Today Sam Sifton shines the Dining Section spotlight on overlooked Gramercy gem, Novita: "In any other metropolis in North America, it would be well known among that city’s best places to eat...But in New York, a lot of people have never heard of the place." Not only that. It has improved in it 16 years in existence, meaning Sifty thinks it deserves an upgrade from Reichl's one star assessment in '95. He gives her a two spot:
A plate of gramigna alla carbonara, for instance, thin strands of curled pasta with eggs, pecorino romano, guanciale and black pepper, arrives on the table as a riot of simplicity, a four-member noise band. It is outstanding, firm and pliant, salty and sweet, slick and sticky and rich...Breaded baby eggplant baked with tomato, mozzarella and Parmesan is like something out of a Bensonhurst fever dream..The pastas are just ridiculous: perfectly prepared, full of flavor, a rejoinder to low expectations.As for the entrees? Less successful but not total botch jobs, Sifton says. Order a bunch of pastas, share with the table, enjoy the setting, and in the end, "It is hard to eat there and not think yourself lucky." [NYT]
Though befuddled by the weird, ever changing menu, Robert Sietsema likes Roman's in Fort Greene: "most of the seating is at tight two-tops, destined to be occupied by earnest dating couples puzzling over the menu while struggling to make themselves heard above the ungodly din...Despite ordering confusion...the food at Roman's can be spectacular." [VV]
Gael Greene reports that the Upper West Side is nuts for the new location of Five Napkin Burger: " A huddle of early-birds gathered outside last Monday when the door officially opened at 5 pm and unfettered flocks have been piling in ever since, perching at the bar or clustered in the small entry waiting for a table." But perhaps they shouldn't be: "The sprawling greaser is not seared and it’s barely warm, almost raw." [Insatiable Critic]

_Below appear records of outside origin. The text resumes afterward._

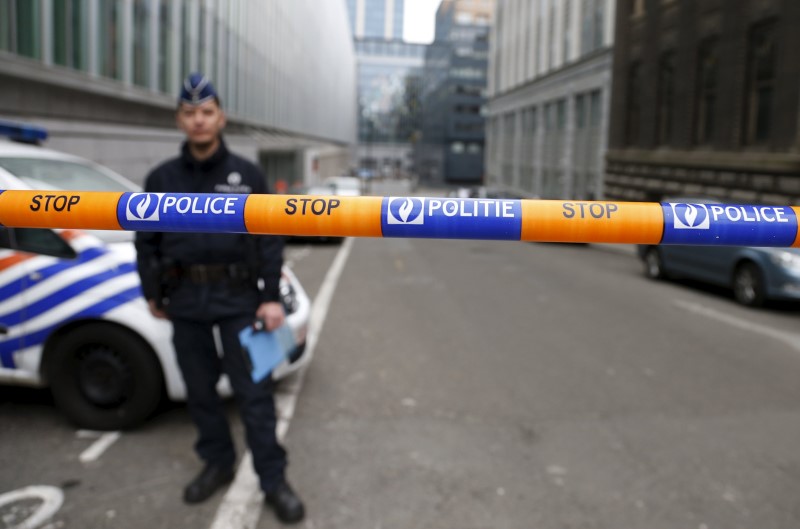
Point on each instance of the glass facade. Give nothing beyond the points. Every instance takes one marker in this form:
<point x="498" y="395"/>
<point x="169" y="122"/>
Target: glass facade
<point x="376" y="18"/>
<point x="389" y="84"/>
<point x="149" y="46"/>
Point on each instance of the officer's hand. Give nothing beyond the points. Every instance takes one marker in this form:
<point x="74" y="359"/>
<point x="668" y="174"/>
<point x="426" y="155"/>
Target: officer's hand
<point x="271" y="313"/>
<point x="155" y="311"/>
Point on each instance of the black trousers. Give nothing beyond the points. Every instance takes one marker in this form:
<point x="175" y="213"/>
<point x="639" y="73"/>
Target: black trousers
<point x="202" y="367"/>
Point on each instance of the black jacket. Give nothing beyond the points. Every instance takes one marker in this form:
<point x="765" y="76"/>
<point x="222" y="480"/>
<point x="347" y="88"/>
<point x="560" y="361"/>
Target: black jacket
<point x="224" y="172"/>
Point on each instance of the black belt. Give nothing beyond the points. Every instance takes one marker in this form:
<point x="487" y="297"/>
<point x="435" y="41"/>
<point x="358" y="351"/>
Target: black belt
<point x="214" y="273"/>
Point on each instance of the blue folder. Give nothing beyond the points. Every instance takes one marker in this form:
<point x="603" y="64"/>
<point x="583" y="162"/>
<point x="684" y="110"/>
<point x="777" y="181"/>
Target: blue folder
<point x="266" y="350"/>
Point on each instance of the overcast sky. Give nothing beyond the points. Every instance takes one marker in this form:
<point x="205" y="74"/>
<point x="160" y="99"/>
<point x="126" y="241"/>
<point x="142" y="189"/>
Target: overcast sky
<point x="419" y="20"/>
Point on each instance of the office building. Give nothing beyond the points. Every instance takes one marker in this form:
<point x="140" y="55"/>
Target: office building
<point x="451" y="150"/>
<point x="549" y="83"/>
<point x="103" y="77"/>
<point x="389" y="109"/>
<point x="376" y="19"/>
<point x="706" y="101"/>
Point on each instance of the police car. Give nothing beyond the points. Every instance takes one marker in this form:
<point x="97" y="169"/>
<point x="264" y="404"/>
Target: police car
<point x="72" y="316"/>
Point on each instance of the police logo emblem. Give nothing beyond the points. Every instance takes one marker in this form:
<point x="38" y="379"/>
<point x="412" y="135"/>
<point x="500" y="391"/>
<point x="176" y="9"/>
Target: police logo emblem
<point x="143" y="206"/>
<point x="405" y="211"/>
<point x="690" y="217"/>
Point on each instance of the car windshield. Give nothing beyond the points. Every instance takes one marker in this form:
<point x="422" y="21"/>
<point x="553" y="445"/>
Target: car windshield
<point x="64" y="175"/>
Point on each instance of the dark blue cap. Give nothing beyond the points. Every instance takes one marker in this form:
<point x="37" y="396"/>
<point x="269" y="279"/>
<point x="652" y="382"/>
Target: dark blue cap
<point x="197" y="89"/>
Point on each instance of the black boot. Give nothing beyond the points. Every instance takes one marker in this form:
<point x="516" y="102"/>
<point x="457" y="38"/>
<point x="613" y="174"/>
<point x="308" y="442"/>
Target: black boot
<point x="206" y="483"/>
<point x="287" y="505"/>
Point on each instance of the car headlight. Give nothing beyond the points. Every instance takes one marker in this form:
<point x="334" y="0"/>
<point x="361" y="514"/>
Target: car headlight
<point x="787" y="260"/>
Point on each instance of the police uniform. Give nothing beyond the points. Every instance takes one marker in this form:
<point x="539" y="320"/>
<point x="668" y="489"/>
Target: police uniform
<point x="216" y="279"/>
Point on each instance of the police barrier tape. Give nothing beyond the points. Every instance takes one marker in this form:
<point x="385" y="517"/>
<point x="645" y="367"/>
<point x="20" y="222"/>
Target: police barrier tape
<point x="421" y="217"/>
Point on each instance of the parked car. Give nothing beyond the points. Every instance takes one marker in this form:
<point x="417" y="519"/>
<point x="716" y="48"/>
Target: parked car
<point x="345" y="186"/>
<point x="72" y="317"/>
<point x="755" y="274"/>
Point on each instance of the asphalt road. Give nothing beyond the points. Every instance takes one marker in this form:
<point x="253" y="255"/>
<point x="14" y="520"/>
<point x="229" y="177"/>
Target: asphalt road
<point x="471" y="384"/>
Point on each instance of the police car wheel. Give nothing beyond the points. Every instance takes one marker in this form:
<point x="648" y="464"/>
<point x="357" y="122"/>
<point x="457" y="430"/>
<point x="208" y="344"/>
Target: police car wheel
<point x="748" y="285"/>
<point x="104" y="377"/>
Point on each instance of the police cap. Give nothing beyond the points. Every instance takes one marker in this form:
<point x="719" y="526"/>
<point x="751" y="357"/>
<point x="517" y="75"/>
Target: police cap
<point x="197" y="89"/>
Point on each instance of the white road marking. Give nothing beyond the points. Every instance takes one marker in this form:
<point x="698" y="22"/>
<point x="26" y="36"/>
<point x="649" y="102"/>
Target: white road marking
<point x="791" y="339"/>
<point x="241" y="507"/>
<point x="51" y="497"/>
<point x="98" y="447"/>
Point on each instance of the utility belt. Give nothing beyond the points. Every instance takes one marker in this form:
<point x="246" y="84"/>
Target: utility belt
<point x="205" y="274"/>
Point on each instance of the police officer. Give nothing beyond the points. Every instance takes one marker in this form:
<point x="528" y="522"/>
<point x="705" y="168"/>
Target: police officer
<point x="223" y="280"/>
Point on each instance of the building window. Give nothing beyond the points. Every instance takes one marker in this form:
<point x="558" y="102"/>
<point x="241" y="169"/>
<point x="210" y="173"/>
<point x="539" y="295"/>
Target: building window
<point x="596" y="109"/>
<point x="634" y="98"/>
<point x="109" y="27"/>
<point x="166" y="29"/>
<point x="580" y="111"/>
<point x="141" y="42"/>
<point x="706" y="92"/>
<point x="187" y="42"/>
<point x="28" y="40"/>
<point x="599" y="22"/>
<point x="567" y="32"/>
<point x="760" y="83"/>
<point x="666" y="98"/>
<point x="69" y="31"/>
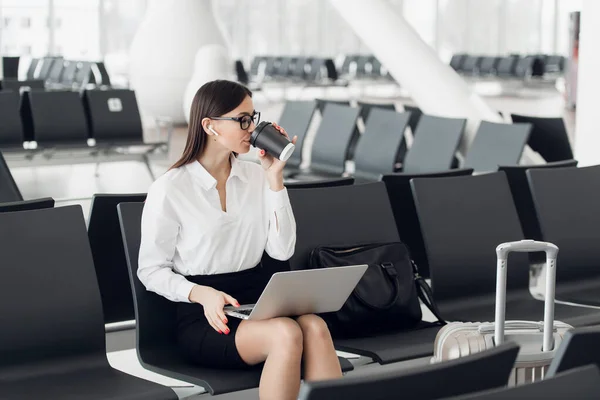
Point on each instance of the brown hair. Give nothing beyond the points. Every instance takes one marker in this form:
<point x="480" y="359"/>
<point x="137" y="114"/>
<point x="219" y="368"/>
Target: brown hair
<point x="213" y="99"/>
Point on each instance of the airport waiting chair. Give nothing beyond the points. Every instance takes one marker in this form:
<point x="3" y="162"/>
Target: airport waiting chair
<point x="581" y="384"/>
<point x="334" y="143"/>
<point x="324" y="216"/>
<point x="519" y="187"/>
<point x="54" y="119"/>
<point x="53" y="339"/>
<point x="380" y="146"/>
<point x="9" y="191"/>
<point x="16" y="85"/>
<point x="106" y="243"/>
<point x="578" y="348"/>
<point x="496" y="144"/>
<point x="463" y="219"/>
<point x="156" y="346"/>
<point x="548" y="137"/>
<point x="435" y="143"/>
<point x="492" y="368"/>
<point x="365" y="108"/>
<point x="567" y="207"/>
<point x="415" y="116"/>
<point x="405" y="213"/>
<point x="113" y="117"/>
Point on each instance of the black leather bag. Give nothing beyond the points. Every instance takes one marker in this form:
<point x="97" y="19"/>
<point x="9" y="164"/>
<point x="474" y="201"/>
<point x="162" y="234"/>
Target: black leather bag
<point x="387" y="296"/>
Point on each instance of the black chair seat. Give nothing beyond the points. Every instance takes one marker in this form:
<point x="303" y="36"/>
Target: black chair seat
<point x="519" y="306"/>
<point x="394" y="346"/>
<point x="89" y="383"/>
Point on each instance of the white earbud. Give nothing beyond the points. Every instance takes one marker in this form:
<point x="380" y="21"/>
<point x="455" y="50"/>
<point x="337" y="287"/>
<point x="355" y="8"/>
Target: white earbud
<point x="212" y="130"/>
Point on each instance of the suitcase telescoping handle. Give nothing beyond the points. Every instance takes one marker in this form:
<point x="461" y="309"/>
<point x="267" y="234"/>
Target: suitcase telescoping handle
<point x="526" y="246"/>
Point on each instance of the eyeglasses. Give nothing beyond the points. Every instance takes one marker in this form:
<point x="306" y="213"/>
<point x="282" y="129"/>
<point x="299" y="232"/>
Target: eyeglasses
<point x="245" y="120"/>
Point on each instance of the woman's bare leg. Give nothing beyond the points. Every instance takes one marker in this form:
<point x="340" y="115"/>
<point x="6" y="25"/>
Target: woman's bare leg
<point x="278" y="342"/>
<point x="320" y="360"/>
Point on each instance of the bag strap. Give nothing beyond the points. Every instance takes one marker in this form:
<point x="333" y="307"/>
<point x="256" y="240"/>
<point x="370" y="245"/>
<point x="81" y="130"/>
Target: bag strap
<point x="426" y="294"/>
<point x="392" y="275"/>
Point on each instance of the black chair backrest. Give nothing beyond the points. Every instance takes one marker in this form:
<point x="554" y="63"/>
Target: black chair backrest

Plattypants files a twofer this week, awarding one star each to newcomers Tipsy Parson, from the owners of the Little Giant, and Corsino, the newest in the 'ino family. On the former: "You can get a mini-appetizer of oysters fried in cornmeal (very good), and fried chicken livers (not so good)...Most of the other dishes...tasted like generic restaurant food, overlaid with a cloying southern sweetness. And the latter: "None of the pastas or entrées costs over $20, and most are competent in a serviceable, professional way, but not outstanding." [NYM]

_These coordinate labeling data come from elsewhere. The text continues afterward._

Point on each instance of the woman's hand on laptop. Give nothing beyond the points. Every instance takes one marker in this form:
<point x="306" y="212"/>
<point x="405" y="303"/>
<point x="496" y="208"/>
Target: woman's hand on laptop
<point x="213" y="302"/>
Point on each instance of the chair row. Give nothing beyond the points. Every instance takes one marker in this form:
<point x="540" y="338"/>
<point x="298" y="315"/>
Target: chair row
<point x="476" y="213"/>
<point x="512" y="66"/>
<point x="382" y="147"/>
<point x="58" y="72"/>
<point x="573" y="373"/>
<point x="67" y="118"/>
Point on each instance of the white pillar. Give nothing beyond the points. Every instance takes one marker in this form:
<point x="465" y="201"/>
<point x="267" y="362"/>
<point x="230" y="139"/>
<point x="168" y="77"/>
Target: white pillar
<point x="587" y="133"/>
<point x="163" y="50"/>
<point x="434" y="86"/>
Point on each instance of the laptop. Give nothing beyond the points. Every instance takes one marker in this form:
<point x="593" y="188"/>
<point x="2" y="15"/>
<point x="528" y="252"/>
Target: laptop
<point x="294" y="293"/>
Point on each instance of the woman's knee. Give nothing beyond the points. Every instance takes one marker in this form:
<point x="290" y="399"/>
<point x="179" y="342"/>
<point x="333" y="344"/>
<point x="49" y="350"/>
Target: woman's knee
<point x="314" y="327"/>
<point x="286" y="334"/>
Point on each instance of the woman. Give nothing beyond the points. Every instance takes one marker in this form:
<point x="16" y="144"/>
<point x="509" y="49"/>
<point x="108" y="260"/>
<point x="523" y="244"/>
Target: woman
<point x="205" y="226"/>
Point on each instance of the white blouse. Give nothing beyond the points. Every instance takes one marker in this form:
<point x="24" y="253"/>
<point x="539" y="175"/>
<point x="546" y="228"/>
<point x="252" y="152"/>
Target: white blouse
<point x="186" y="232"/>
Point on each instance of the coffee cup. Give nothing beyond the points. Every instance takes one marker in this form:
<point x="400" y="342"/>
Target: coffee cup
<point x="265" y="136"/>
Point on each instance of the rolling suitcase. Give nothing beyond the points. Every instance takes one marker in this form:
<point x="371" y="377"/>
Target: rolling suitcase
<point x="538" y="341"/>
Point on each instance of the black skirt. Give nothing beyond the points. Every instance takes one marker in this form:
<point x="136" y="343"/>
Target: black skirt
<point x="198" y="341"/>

THE ELSEWHERE: Dave Cook files an Under on the fufu at Papaye in the Bronx, The Wall Street Journal compares the wine list, quality of food at Veritas and Apiary, Sarah DiGregorio finds both "junky-good" and good-good food at Midtown newcomer Izakaya Moku, TONY tries out two new museum restaurants The Wright and Robert, Tables for Two is a fan of the lamb burger at The Breslin, and Restaurant Girl has killer crab cakes and fried chicken at Choptank.

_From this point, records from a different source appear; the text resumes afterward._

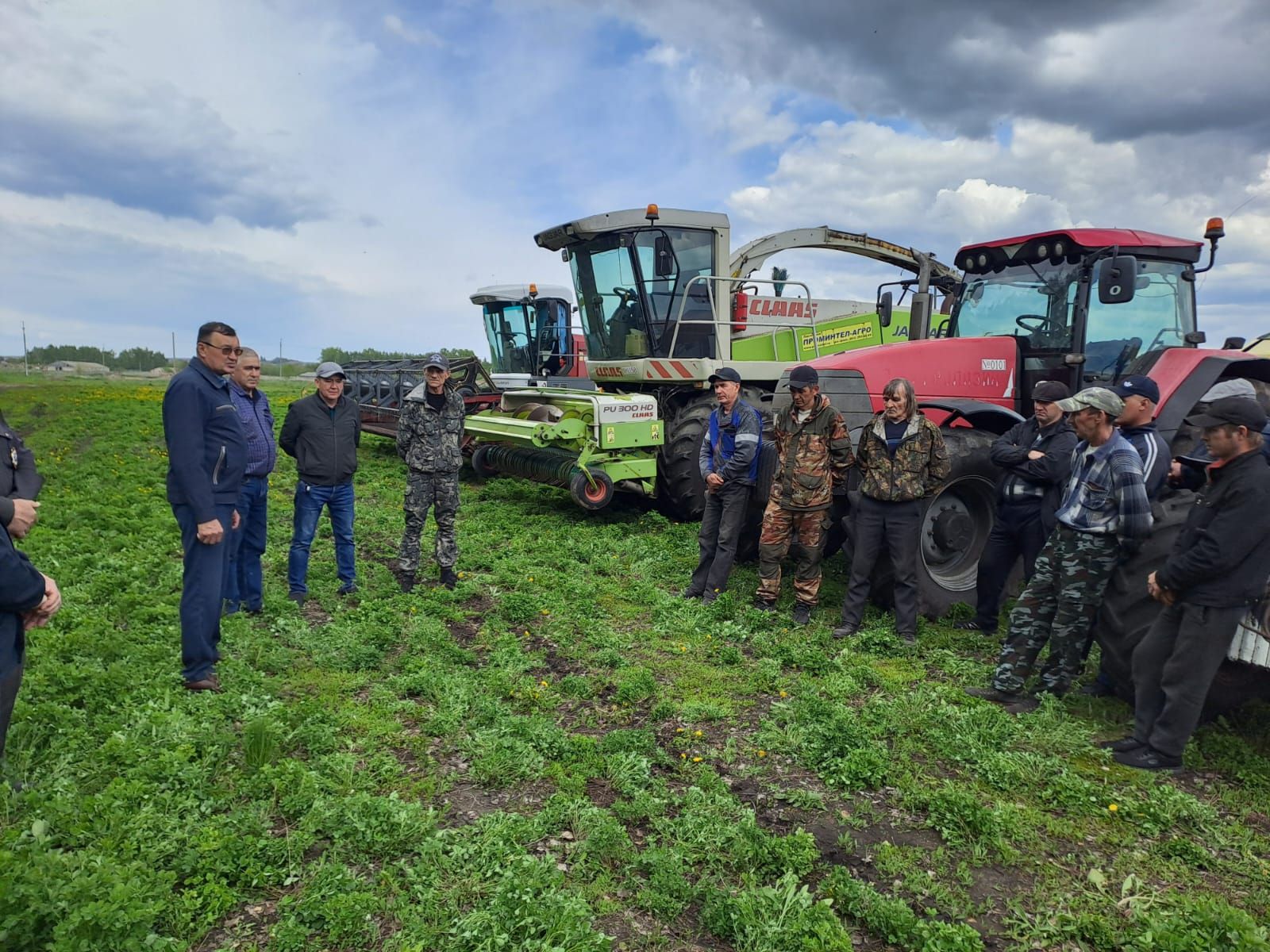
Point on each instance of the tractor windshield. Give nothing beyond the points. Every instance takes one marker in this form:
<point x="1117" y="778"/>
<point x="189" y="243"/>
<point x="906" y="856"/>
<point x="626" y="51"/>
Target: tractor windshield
<point x="1037" y="302"/>
<point x="630" y="289"/>
<point x="526" y="336"/>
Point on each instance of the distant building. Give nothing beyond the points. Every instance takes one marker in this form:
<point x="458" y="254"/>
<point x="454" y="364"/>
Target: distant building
<point x="79" y="367"/>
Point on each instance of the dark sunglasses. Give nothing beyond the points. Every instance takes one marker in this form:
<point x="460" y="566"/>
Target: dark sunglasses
<point x="226" y="349"/>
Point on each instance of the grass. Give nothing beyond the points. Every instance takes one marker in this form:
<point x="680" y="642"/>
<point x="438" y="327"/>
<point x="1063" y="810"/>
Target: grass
<point x="560" y="754"/>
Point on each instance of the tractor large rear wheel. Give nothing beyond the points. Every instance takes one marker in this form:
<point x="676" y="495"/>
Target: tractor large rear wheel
<point x="1128" y="612"/>
<point x="956" y="527"/>
<point x="681" y="489"/>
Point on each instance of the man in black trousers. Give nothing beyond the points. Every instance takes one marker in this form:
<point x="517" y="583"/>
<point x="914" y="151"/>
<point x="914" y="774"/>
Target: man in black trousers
<point x="1037" y="460"/>
<point x="1216" y="570"/>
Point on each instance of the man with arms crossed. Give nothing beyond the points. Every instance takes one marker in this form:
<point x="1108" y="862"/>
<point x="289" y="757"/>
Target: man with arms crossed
<point x="206" y="460"/>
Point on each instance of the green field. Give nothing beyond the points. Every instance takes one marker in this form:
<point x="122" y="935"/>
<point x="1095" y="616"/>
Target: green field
<point x="560" y="754"/>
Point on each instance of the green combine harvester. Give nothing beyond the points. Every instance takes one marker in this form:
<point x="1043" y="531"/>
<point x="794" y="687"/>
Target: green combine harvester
<point x="664" y="306"/>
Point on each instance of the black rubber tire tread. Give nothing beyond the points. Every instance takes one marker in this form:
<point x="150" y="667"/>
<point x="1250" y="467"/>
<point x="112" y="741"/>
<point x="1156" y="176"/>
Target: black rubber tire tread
<point x="479" y="465"/>
<point x="1128" y="612"/>
<point x="579" y="489"/>
<point x="681" y="489"/>
<point x="968" y="456"/>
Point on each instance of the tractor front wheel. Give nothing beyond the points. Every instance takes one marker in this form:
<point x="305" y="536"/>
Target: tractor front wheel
<point x="591" y="497"/>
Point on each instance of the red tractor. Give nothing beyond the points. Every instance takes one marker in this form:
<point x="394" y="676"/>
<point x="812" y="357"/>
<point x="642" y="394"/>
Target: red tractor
<point x="1083" y="306"/>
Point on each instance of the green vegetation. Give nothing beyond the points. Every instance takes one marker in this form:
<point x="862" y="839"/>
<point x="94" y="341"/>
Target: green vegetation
<point x="560" y="754"/>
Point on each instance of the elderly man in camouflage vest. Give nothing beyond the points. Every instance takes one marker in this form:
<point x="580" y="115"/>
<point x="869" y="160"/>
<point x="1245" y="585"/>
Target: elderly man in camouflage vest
<point x="814" y="454"/>
<point x="429" y="432"/>
<point x="902" y="460"/>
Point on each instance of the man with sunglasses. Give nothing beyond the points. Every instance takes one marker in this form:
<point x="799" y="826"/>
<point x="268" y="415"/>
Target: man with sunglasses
<point x="1104" y="518"/>
<point x="1035" y="457"/>
<point x="206" y="461"/>
<point x="323" y="432"/>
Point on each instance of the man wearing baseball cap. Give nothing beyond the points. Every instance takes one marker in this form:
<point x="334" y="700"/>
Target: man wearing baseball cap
<point x="1214" y="573"/>
<point x="1104" y="516"/>
<point x="1141" y="397"/>
<point x="1035" y="457"/>
<point x="813" y="452"/>
<point x="429" y="438"/>
<point x="323" y="432"/>
<point x="729" y="466"/>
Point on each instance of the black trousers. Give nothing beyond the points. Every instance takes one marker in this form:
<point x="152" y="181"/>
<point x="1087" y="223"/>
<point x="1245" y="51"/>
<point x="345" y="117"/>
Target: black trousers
<point x="1016" y="532"/>
<point x="722" y="524"/>
<point x="1174" y="666"/>
<point x="899" y="526"/>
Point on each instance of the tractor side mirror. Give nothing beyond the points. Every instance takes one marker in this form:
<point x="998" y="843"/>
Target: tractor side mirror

THE BLOGS: The Food Doc tries the first night of Locanda Verde's all you can eat pasta dinner, Goodies First gets a sampling of Sho Shaun Hergatt for Restaurant Week, Ed Levine gives an A, a B, and a B+ to Katz's Delicatessen, NY Journal finds excellent aps, cold and overpriced entrees at Colicchio & Sons, Immaculate Infatuation deems the food at Lebanese newcomer Balade almost as good as grandma's, and Carroll Gardens Diary has a rave for Luna Rossa on Court Street.